Alfredo había contemplado todo esto conmovido porque meses antes había
perdido a su padre y hubiera querido tener –como había visto ahora–
alas y hermanos para alzarlo y remontarse con él hacia el infinito e
inconmensurable cielo azul.
Para los pequeñuelos un alivio a su terrible dolor era que su padre,
que había sido siempre bueno, ingresara a morar en el paraíso.
Pero apóstol San Pedro, portero del reino celestial, al verlos llegar
les cerró el paso diciéndoles:
– Aquí no entran pajarillos.
Los pequeñuelos piaron expresando cuán infinitamente bueno había sido
su padre y que él merecía el cielo.
María, la madre de Jesús, al ver tanta devoción en las avecillas para
con su progenitor, suplicó al portero del edén:
– Siquiera que haya uno en el paraíso, –le dijo.
Ante el pedido de la Virgen, San Pedro no tuvo más remedio que recurrir
a nuestro Salvador para consultarle el caso.
Jesús al verlos temerosos los llamó. Acariciando al pájaro muerto,
les dijo a los hijitos:
Ellos asintieron con la cabeza, bañados los ojos en lágrimas. Y
balbucearon:
– Lo queremos con toda nuestra alma. Y merece el paraíso, porque fue
bueno.
– Entonces vivirá mucho tiempo con ustedes y serán felices.
Les dijo, mientras acariciaba a la avecilla.
Y poco a poco ésta iba recobrando la vida, cerrando las heridas que le
había dejado el disparo de la escopeta.
Así, pronto lo tuvo de pie en la palma de sus manos y levemente lo
impulsó para que levantara el vuelo.
6.
Y volvieron a la Tierra
– ¿Cómo podemos recompensarte, Jesús? –le preguntaron.
– Vuelvan a vivir en la misma casa –les dijo.
Antes de despedirse largo rato estuvieron revoloteando en los extramuros
del cielo, agradeciéndole de alguna manera con su presencia y sus
alegres gestos al Señor.
Y volvieron a la tierra, felices.
Pero, el lugar en donde vivían antes se había convertido en un páramo
ruinoso, desolado y triste.
Allí solo reinaba el abandono, el deterioro y la muerte.
Ninguna avecilla había querido vivir en los árboles de ese lugar
peligroso, donde poco a poco las plantas se fueron agostando, convirtiéndose
en un lugar mustio, abandonado y sin trinos.
Pero allí se posaron, recordando que Jesús les había pedido que así
lo hicieran.
Alfredo, al verlos, se sorprendió de que hubiera recobrado la vida
aquel pajarillo, alcanzado por los disparos de su escopeta.

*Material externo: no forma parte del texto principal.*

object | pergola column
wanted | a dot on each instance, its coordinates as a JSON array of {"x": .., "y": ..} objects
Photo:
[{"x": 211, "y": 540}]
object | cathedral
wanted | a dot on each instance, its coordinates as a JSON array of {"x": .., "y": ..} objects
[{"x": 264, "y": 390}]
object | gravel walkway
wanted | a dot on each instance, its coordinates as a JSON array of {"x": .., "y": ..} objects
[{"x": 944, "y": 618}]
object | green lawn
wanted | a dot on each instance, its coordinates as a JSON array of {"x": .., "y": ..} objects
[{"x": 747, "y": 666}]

Se admiró de reconocer después de lo sucedido a una familia feliz de
avecillas.
Abrió los brazos y se acercó enternecido.
Los observó cómo actuaban: confiados, seguros y alegres.
Reconoció en el aura que los rodeaba que pertenecían ya a otro mudo.
– Papá debe estar allí de donde ustedes han regresado –dijo para sí
mismo.
– ¿Cuál es el secreto? ¡Yo lo he visto! ¡Es amar!, como ustedes
han demostrado que aman.
Y volvió a pisotear el lugar en donde enterró la escopeta aquel día
desgraciado.
Ahora todo le parecía, de repente, nuevo y distinto.
– Pareciera que mi padre los hubiera enviado. –Se dijo Alfredo a sí
mismo.
Los demás pajarillos al ver que los que habían vuelto construían
afanosos y diligentes otra vez allí sus nidos, comprendieron la
grandeza del perdón.
Y también retornaron, y con ellos la vida, que nunca más dejó de
entonar en ese lugar, su canto de amor y de esperanza.